La influencia de su madre, Gloria, fue crucial. Ella se convirtió en el pilar que evitó que Julián cayera en las trampas de la delincuencia. "Ella fue esa persona que nunca dejó que yo tocara fondo, que nunca diera un paso en falso", reconoció el delantero, quien entendía que su talento deportivo era una promesa para su familia.
El empresario "Pilo", quien actuó como enlace entre 'Futbol Paz' y los Tigres de la UANL, ha descrito la dura realidad de estas regiones: "Son ciudades, pueblos, caseríos que viven realmente en una situación deprimente, casas armadas con tablas, con latas, afectadas por la violencia tanto de guerrillas como de narcotráfico. Son lugares que si no eres futbolista o debes ser guerrillero o narcotraficante".
El Descubrimiento y el Ascenso
César Augusto Valencia Trejos, conocido como "Papá César", fue otra figura clave en la vida de Quiñones. Descubrió su talento en 2014, cuando el joven llegó a Cali con grandes aspiraciones. "En el primer entrenamiento hizo cuatro goles. Ahí me di cuenta que estaba frente a un jugador diferente", relató Valencia, fundador de Fútbol Paz.
Desde sus inicios, Quiñones demostró un olfato goleador excepcional, siendo pieza clave en la conquista del campeonato nacional sub-17, donde anotó 48 goles. Su entrenador lo describió como "un monstruo" por su potencia, calidad, fuerza y carácter, apareciendo siempre en los momentos cruciales.

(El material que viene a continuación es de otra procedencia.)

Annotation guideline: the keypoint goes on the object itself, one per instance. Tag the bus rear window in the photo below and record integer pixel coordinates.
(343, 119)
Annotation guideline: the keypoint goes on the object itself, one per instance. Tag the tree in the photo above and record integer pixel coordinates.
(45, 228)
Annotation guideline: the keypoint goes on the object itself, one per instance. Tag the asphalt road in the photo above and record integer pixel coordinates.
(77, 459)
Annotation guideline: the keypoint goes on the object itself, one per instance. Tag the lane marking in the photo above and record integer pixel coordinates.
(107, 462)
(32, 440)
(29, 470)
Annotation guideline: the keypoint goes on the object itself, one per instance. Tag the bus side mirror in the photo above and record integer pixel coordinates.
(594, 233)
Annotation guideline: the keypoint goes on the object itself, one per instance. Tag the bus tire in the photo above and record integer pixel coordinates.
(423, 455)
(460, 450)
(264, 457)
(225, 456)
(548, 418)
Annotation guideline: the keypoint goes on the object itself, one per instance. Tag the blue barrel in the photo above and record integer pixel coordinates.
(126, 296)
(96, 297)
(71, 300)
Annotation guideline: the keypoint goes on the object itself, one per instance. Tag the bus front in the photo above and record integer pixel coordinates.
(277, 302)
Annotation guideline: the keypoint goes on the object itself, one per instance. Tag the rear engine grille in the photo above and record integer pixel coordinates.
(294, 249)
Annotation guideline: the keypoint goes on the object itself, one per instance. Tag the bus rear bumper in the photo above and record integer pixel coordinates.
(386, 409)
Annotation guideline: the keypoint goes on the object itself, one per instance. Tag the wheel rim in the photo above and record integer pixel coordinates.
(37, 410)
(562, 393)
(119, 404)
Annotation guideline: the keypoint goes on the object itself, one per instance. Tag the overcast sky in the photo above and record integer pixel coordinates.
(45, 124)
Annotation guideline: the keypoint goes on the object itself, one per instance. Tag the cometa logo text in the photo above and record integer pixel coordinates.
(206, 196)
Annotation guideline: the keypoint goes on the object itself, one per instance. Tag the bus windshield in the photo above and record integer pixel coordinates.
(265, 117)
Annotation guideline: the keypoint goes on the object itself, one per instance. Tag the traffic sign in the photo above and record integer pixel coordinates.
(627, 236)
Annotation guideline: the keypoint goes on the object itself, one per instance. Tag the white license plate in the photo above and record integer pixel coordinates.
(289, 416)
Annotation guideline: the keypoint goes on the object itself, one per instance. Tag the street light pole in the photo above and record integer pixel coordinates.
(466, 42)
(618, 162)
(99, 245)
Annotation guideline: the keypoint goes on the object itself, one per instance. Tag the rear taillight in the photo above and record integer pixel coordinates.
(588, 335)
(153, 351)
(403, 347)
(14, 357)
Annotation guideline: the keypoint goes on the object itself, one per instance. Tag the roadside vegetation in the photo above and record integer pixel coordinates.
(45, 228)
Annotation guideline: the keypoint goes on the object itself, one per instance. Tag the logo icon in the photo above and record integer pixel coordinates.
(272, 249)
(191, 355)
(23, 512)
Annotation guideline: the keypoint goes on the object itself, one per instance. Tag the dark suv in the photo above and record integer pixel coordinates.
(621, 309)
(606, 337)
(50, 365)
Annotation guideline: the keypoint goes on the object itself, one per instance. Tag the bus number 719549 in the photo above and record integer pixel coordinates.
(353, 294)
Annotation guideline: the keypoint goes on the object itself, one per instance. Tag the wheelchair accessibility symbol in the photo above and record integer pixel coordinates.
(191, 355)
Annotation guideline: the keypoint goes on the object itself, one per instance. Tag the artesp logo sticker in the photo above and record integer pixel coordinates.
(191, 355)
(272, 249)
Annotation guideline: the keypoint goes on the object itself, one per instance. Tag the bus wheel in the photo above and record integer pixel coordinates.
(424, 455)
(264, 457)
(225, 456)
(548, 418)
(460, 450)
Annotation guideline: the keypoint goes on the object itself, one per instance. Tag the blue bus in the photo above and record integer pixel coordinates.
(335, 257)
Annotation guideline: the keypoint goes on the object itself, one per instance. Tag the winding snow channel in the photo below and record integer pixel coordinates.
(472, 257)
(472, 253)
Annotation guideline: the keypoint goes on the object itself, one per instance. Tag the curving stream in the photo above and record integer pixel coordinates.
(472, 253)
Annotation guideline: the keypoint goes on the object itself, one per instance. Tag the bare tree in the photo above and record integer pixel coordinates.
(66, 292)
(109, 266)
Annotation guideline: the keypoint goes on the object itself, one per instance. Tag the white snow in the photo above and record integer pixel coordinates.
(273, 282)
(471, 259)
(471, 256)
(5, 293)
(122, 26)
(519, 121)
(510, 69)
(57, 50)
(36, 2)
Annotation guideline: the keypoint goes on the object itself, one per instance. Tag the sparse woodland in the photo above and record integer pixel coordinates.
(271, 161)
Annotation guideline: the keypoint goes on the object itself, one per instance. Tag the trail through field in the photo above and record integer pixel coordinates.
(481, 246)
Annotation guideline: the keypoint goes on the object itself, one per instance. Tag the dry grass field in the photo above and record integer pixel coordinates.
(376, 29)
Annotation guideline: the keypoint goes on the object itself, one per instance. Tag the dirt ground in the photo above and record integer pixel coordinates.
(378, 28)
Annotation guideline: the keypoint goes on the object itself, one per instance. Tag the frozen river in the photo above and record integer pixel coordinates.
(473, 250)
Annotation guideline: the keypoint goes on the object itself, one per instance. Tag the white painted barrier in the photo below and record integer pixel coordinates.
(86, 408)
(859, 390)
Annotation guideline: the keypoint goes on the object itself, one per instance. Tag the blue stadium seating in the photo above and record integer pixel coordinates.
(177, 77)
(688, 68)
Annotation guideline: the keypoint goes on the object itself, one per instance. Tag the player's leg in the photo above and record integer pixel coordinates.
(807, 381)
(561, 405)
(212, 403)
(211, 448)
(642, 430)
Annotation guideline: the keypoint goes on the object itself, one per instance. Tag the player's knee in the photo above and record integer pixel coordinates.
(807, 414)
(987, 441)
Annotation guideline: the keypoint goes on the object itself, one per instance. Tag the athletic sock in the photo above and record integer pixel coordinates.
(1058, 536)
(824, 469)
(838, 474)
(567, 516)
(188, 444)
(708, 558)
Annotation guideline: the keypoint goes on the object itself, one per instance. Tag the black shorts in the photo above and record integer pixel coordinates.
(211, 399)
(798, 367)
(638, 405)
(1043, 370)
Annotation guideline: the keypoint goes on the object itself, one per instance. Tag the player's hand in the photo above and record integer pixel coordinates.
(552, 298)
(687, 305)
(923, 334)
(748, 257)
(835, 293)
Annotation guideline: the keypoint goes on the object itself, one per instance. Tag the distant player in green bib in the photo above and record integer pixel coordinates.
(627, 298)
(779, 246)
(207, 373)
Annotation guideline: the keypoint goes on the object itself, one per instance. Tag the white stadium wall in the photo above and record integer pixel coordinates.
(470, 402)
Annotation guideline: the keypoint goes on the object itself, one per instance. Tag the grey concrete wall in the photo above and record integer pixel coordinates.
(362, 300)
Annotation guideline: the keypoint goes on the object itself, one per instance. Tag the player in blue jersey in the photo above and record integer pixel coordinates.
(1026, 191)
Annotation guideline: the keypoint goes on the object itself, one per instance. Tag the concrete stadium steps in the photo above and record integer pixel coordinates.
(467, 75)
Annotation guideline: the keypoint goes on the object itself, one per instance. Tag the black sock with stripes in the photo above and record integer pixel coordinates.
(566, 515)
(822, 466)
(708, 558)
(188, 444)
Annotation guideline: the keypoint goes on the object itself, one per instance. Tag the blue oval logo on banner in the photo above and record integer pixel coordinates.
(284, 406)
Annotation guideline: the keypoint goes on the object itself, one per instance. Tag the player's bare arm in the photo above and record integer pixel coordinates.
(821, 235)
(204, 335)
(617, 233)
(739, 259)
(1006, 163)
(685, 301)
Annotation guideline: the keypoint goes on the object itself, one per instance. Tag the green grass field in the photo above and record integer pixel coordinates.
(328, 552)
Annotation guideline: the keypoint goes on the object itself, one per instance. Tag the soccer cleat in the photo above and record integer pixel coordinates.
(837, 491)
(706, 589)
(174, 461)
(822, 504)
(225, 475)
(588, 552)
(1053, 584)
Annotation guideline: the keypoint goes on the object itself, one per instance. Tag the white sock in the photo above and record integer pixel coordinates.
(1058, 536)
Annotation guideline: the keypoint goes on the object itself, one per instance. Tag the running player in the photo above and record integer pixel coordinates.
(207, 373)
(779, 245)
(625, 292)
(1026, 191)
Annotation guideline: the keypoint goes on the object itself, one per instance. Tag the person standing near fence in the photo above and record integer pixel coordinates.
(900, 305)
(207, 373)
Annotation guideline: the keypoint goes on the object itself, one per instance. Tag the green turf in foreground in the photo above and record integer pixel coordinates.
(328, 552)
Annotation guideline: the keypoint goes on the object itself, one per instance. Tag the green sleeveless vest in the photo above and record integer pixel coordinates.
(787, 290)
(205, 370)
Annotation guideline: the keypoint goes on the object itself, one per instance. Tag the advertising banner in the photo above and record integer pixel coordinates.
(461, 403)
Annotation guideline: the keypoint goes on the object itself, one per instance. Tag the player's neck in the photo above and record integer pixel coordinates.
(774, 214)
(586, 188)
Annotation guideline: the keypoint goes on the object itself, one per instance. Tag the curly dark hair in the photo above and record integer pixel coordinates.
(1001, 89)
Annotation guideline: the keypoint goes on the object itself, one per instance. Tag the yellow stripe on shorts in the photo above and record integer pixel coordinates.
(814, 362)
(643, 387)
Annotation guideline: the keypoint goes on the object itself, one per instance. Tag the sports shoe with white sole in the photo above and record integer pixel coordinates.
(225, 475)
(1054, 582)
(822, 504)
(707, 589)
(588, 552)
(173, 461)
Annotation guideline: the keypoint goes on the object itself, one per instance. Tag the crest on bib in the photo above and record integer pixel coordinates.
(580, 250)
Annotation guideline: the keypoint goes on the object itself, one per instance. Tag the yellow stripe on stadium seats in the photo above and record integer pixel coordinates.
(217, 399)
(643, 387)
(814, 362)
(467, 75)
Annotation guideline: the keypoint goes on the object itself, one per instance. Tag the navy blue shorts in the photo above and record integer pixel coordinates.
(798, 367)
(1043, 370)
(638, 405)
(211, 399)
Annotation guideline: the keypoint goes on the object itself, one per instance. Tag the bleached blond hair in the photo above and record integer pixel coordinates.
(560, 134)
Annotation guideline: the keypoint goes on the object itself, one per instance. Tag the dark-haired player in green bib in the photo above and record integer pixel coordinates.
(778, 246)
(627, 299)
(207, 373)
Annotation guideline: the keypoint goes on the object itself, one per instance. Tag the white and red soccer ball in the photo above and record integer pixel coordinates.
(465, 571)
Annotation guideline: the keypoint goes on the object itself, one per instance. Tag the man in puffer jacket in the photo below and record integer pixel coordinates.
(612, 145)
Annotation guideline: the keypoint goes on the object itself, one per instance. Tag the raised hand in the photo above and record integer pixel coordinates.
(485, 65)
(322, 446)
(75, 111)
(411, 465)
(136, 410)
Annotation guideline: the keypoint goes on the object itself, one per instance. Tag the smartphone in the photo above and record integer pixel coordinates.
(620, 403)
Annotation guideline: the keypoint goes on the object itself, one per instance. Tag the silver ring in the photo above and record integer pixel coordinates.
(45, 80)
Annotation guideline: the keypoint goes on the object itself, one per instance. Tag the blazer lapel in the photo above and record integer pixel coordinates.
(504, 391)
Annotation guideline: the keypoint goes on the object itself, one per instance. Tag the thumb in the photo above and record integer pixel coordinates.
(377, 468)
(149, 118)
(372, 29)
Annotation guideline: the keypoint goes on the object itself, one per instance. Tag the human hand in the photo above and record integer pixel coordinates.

El impresionante rendimiento de Julián Quiñones no pasó desapercibido. Su talento lo catapultó a la Liga MX, donde continuó su desarrollo y se consolidó como uno de los delanteros más destacados del campeonato mexicano, ganándose un lugar en la Selección Nacional para el Mundial 2026.
Contexto de Inseguridad y Oportunidad
La historia de Julián Quiñones pone de relieve la compleja realidad de muchas regiones en Colombia, donde la falta de oportunidades y la presencia del crimen organizado crean un entorno de alta inseguridad. La frase "si no eres futbolista, eres narco" encapsula la desesperanza que puede sentir la juventud en estas zonas, obligada a elegir entre caminos peligrosos o la remota posibilidad de un futuro mejor a través del deporte.
El éxito de Quiñones, al igual que el de otros deportistas que han logrado trascender estas barreras, subraya la importancia del deporte como herramienta de transformación social. Sin embargo, también pone de manifiesto la necesidad de abordar las causas estructurales de la violencia y la pobreza que perpetúan estos ciclos.
El Mundial 2026 y el Legado
Ahora, como jugador de la Selección Mexicana en el Mundial 2026, Julián Quiñones representa no solo un talento deportivo, sino también un símbolo de esperanza para muchos jóvenes que enfrentan circunstancias similares. Su trayectoria es un recordatorio de que, incluso en los entornos más difíciles, la perseverancia y el talento pueden abrir puertas a un futuro diferente.
La narrativa de Quiñones se entrelaza con la celebración del Mundial 2026, un evento que, si bien es una fiesta deportiva, también sirve como plataforma para visibilizar historias de superación como la suya. Su presencia en el torneo es un motivo de orgullo para México y un ejemplo inspirador para Colombia y el mundo.